Il diritto al congedo e alla relativa indennità sono previsti anche in caso di adozione o affidamento di minori.
Il congedo di maternità spetta a:
- lavoratrici dipendenti assicurate all’INPS anche per la maternità, comprese le lavoratrici assicurate ex IPSEMA;
- apprendiste, operaie, impiegate, dirigenti con un rapporto di lavoro in corso all’inizio del congedo;
- disoccupate o sospese, secondo quanto previsto dall’articolo 24 del Testo Unico maternità/paternità (TU);
- lavoratrici agricole a tempo indeterminato o determinato che, nell’anno di inizio del congedo, siano in possesso della qualità di bracciante con iscrizione negli elenchi nominativi annuali per almeno 51 giornate di lavoro agricolo (articolo 63 del TU);
- lavoratrici addette ai servizi domestici e familiari (colf e badanti), secondo quanto previsto dall’articolo 62 del TU;
- lavoratrici a domicilio (articolo 61 del TU);
- lavoratrici LSU o APU (attività socialmente utili o di pubblica utilità dell’articolo 65 del TU);
- lavoratrici iscritte alla Gestione Separata INPS e non pensionate, tenute però a versare il contributo con l’aliquota maggiorata prevista dalla legge per finanziare le prestazioni economiche di maternità. La relativa indennità è riconosciuta a prescindere dall’effettiva astensione dall’attività lavorativa;
- lavoratrici dipendenti da amministrazioni pubbliche (incluse le lavoratrici dipendenti ex INPDAP ed ENPALS) le quali sono tenute agli adempimenti previsti dalla legge in caso di maternità verso l’amministrazione pubblica dalla quale dipendono e da cui percepiscono la relativa indennità, corrispondente al trattamento economico, secondo quanto disposto dagli articoli 2 e 57 del TU.

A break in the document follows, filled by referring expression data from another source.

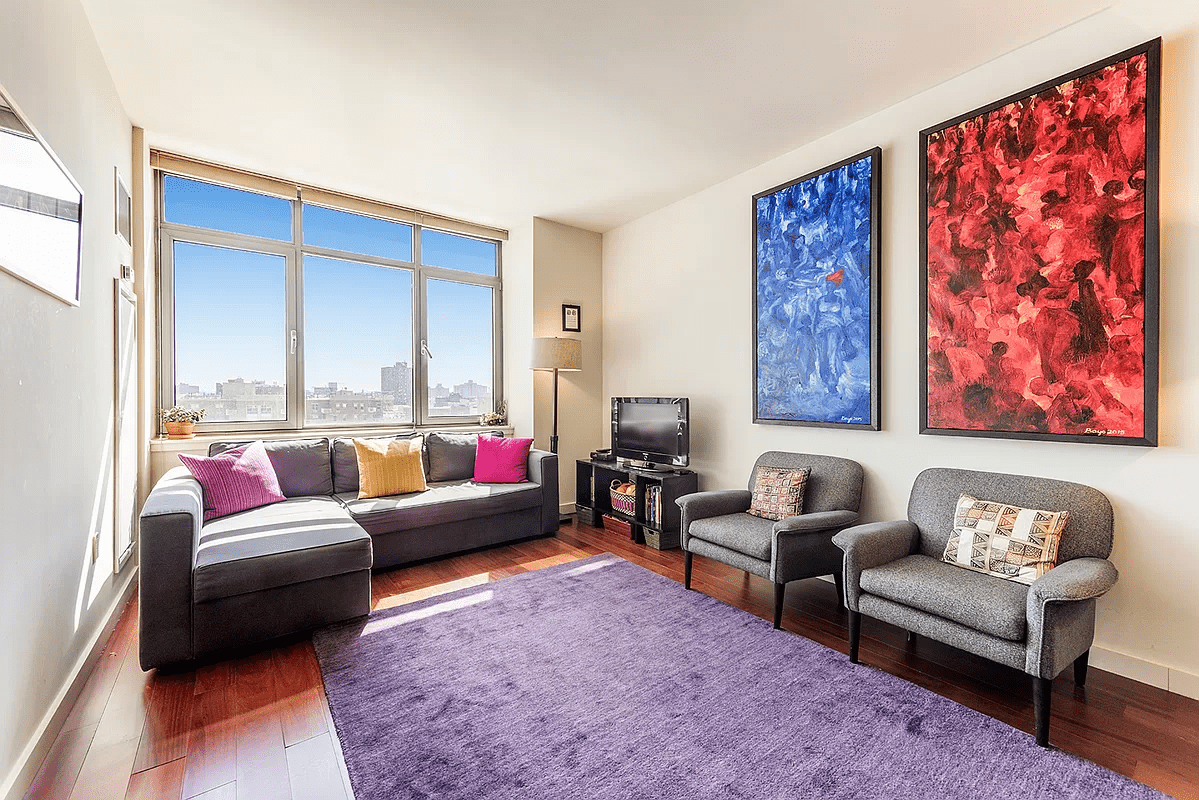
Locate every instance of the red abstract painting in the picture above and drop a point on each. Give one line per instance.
(1040, 286)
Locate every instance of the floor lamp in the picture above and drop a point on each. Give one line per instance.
(560, 355)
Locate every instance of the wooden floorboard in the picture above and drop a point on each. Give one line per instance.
(257, 726)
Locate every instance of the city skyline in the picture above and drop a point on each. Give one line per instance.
(257, 400)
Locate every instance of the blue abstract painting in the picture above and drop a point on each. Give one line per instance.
(814, 298)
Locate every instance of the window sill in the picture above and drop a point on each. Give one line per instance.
(200, 440)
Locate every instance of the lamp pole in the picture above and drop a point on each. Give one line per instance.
(553, 435)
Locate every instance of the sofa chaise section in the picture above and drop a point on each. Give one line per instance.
(248, 577)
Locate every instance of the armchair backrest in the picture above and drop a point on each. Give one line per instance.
(835, 483)
(934, 497)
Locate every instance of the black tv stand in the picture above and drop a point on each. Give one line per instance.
(652, 523)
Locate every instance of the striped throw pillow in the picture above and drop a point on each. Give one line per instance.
(778, 492)
(1004, 540)
(390, 467)
(236, 480)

L’indennità di maternità rientra nel calcolo del limite di ricavi e compensi nel caso del regime forfettario?
Come detto sopra, l’indennità di maternità deve essere considerata in dichiarazione dei redditi, tuttavia essa non rientra nella verifica del limite dei ricavi o compensi realizzati dal contribuente titolare di partita IVA nel regime forfettario in quanto non costituisce né un ricavo né un compenso.
A supporto di questa affermazione abbiamo l’articolo 68, comma 2, del D.lgs. 151/2001, secondo cui tale indennità:
“Alle lavoratrici autonome, artigiane ed esercenti attività commerciali è corrisposta, per i due mesi antecedenti la data del parto e per i tre mesi successivi alla stessa data effettiva del parto, una indennità giornaliere pari all’80 per cento del salario minimo giornaliero stabilito dall’articolo 1 del decreto-legge 29 luglio 1981, n. 402, convertito, con modificazioni, dalla legge 26 settembre 1981, n. 537, nella misura risultante, per la qualifica di impiegato, dalla tabella A e dai successivi decreti ministeriali di cui al secondo comma del medesimo articolo 1”
La norma inquadra quindi questo istituto come un’indennità sostitutiva del reddito, non come un ricavo o un compenso.
Tra i documenti di prassi si segnala in questo contesto la circolare dell’Agenzia delle Entrate numero 17/E del 2012, emanata in riferimento al vecchio regime dei minimi, ma il cui orientamento appare applicabile anche al caso del regime forfettario.